Mengulik
otak untuk ide untuk acara Arte-Polis di ITB. Menurut tafsiran saya akan tema, yang
ingin dibahas adalah diperlukannya hubungan antar disiplin-disiplin ilmu untuk mengkaji
‘the making of place’. Saya akan membahas bagaimana ilmu filsafat dan ilmu
design bisa melengkapi satu sama lain dalam memberikan solusi terhadap
persoalan ‘living smart by design’ yang menjadi sub-tema acara ini.
Secara
umum, dalam wacana environmentalism, tugas filsafat adalah menjelaskan
elemen-elemen terselubung dari hubungan antara manusia dan alam, yang mungkin
terlewatkan oleh perspektif ilmu yang lain. Seperti yang kita tahu, ada dua
asumsi terkenal yang mendasari pengertian populer tentang hubungan ini.

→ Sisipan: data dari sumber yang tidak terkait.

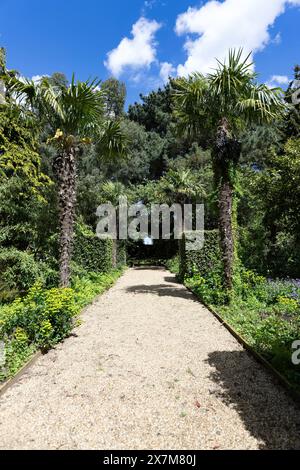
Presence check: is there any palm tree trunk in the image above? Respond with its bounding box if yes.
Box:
[55,148,76,287]
[219,181,234,290]
[214,118,240,292]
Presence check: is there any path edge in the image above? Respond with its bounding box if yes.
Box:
[0,268,126,398]
[183,284,300,406]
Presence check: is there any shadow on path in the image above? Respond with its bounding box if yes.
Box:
[207,351,300,450]
[126,284,196,302]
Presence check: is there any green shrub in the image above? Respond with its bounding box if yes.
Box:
[165,255,180,274]
[117,240,127,268]
[180,230,222,279]
[0,269,122,382]
[73,224,112,273]
[0,284,79,349]
[0,248,43,302]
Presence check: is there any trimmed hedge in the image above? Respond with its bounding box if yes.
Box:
[117,240,127,269]
[73,225,113,273]
[179,230,222,279]
[0,248,42,302]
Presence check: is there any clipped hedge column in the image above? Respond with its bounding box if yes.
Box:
[179,230,222,279]
[73,225,113,273]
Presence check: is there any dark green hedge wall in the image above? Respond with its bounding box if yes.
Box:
[73,225,112,273]
[179,230,222,279]
[117,240,127,268]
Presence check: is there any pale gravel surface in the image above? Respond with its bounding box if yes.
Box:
[0,269,300,450]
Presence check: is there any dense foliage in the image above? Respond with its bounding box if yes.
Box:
[0,44,300,392]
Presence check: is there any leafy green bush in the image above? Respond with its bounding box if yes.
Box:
[0,284,79,349]
[117,240,127,268]
[0,269,122,382]
[0,248,43,302]
[165,255,180,274]
[73,224,112,273]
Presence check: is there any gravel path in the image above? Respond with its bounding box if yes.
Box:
[0,269,300,450]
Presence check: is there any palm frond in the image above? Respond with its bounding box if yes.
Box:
[97,121,128,158]
[236,84,287,124]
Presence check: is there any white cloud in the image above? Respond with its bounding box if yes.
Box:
[159,62,176,83]
[105,17,161,77]
[176,0,300,75]
[266,75,290,88]
[31,75,49,83]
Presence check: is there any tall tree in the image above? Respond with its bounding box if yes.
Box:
[11,77,124,287]
[173,50,284,292]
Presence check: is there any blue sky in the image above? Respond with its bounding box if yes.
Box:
[0,0,300,103]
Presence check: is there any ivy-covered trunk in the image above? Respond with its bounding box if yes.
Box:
[214,118,241,292]
[54,148,76,287]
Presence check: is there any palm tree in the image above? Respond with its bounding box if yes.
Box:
[173,49,284,291]
[10,76,125,287]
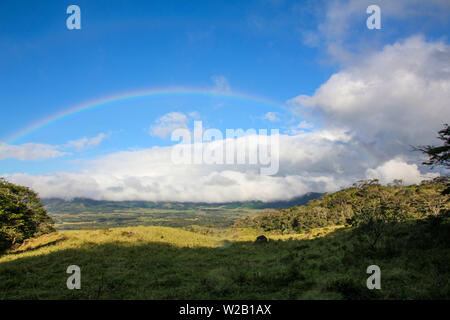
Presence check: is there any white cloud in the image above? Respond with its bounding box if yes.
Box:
[5,131,367,202]
[211,75,231,92]
[366,158,439,185]
[264,112,280,122]
[0,143,66,161]
[67,133,108,151]
[300,0,450,64]
[5,126,440,202]
[150,112,188,138]
[290,36,450,160]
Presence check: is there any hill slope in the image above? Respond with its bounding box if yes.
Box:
[0,222,450,299]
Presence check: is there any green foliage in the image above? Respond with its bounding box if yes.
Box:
[0,221,450,300]
[235,180,449,235]
[0,178,54,252]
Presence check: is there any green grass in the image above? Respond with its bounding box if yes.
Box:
[0,222,450,299]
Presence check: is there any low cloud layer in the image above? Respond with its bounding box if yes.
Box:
[2,131,440,202]
[0,36,450,202]
[291,36,450,160]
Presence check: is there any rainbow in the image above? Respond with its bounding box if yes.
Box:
[4,87,285,144]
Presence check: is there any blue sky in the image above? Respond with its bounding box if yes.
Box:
[0,0,450,200]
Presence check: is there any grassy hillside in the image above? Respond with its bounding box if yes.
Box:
[0,221,450,299]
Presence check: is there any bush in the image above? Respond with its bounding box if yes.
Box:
[0,178,55,252]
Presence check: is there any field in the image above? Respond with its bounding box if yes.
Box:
[0,220,450,299]
[43,193,321,230]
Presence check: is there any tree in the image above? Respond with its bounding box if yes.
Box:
[0,178,55,252]
[414,123,450,169]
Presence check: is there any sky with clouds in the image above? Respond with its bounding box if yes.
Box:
[0,0,450,202]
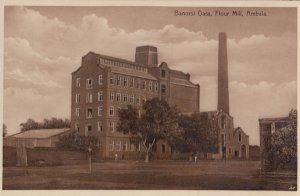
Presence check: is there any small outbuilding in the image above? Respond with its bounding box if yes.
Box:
[3,128,70,148]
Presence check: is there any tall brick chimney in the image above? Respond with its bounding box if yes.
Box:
[218,32,229,114]
[135,46,157,67]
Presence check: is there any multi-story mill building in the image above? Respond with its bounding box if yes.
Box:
[71,46,200,158]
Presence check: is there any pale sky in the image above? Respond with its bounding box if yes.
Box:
[3,6,297,144]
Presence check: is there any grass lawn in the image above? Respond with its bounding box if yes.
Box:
[3,161,297,190]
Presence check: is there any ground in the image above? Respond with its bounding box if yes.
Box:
[3,160,297,190]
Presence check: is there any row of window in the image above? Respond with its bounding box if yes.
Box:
[75,121,116,136]
[76,74,158,92]
[222,133,242,143]
[76,75,103,89]
[98,57,148,72]
[108,140,141,151]
[75,91,146,105]
[75,106,141,119]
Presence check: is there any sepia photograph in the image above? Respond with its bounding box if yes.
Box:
[2,3,298,192]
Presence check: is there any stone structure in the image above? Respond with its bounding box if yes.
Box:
[218,32,229,114]
[71,46,200,159]
[200,32,249,159]
[3,129,70,148]
[200,111,249,159]
[259,117,290,170]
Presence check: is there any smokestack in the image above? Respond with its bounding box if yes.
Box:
[135,46,157,67]
[218,32,229,114]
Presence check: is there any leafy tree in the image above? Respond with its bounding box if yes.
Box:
[117,98,179,163]
[2,123,7,137]
[271,110,297,169]
[177,113,218,153]
[20,117,71,132]
[57,132,99,151]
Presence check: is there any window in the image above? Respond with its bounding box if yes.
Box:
[129,78,134,88]
[115,141,121,151]
[97,121,103,132]
[142,81,146,89]
[135,96,141,105]
[118,107,121,115]
[122,141,127,151]
[75,123,79,132]
[117,76,122,85]
[154,82,158,92]
[109,121,115,132]
[130,143,135,151]
[221,116,226,129]
[85,124,92,136]
[98,91,103,101]
[116,93,121,101]
[149,82,152,91]
[108,140,114,151]
[161,70,166,78]
[76,78,80,87]
[86,78,92,89]
[136,79,140,88]
[98,106,103,116]
[75,94,80,103]
[75,108,80,117]
[109,74,115,84]
[161,144,166,153]
[99,75,103,85]
[123,77,128,86]
[86,93,93,103]
[123,94,128,102]
[109,106,114,116]
[86,108,93,118]
[142,97,146,105]
[129,95,134,103]
[109,92,115,101]
[161,84,166,93]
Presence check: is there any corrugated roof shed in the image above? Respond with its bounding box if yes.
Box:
[9,129,70,139]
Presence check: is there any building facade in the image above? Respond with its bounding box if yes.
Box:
[71,46,200,159]
[203,110,249,159]
[198,32,249,159]
[259,117,290,170]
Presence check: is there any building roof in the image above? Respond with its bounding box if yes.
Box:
[233,127,249,137]
[200,110,233,118]
[170,78,196,87]
[8,128,70,139]
[258,117,290,123]
[110,66,157,80]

Pertama, asumsi bahwa alam adalah suatu domain netral, yang menjadi ‘bermarkna’
karena proyeksi manusia akan berbagai perasaan dan penilaiannya. Alam adalah
‘sesuatu yang ada di luar sana’, dan hanya mempunyai ‘makna’ karena adanya
manusia yang mempunyai kemampuan untuk ‘menyorotkan’ berbagai gagasan dan
norma kepadanya. Asumsi ini bermasalah, karena meletakkan manusia pada posisi
yang memiliki kekuatan sebagai ‘penghasil makna’, dan juga mengimplikasikan
bahwa segala tindakan kita tidak hanya ‘bermakna’, tapi juga ‘berbobot’, dan
bahkan ‘bernorma’. Lihat sekilas berbagai kerusakan lingkungan yang ada
disekitar kita, dan kita akan sadar bahwa premis ini tidak benar. Tindakan
manusia sering tidak ‘bernorma’ ataupun ‘bermakna’, maka sumber ‘makna’ dari
kejadian alam bukanlah manusia.
Jadi
apa dong? Asumsi terkenal kedua beranggapan bahwa hubungan antara manusia dan alam dicirikan oleh ‘kesatuan’ antaranya.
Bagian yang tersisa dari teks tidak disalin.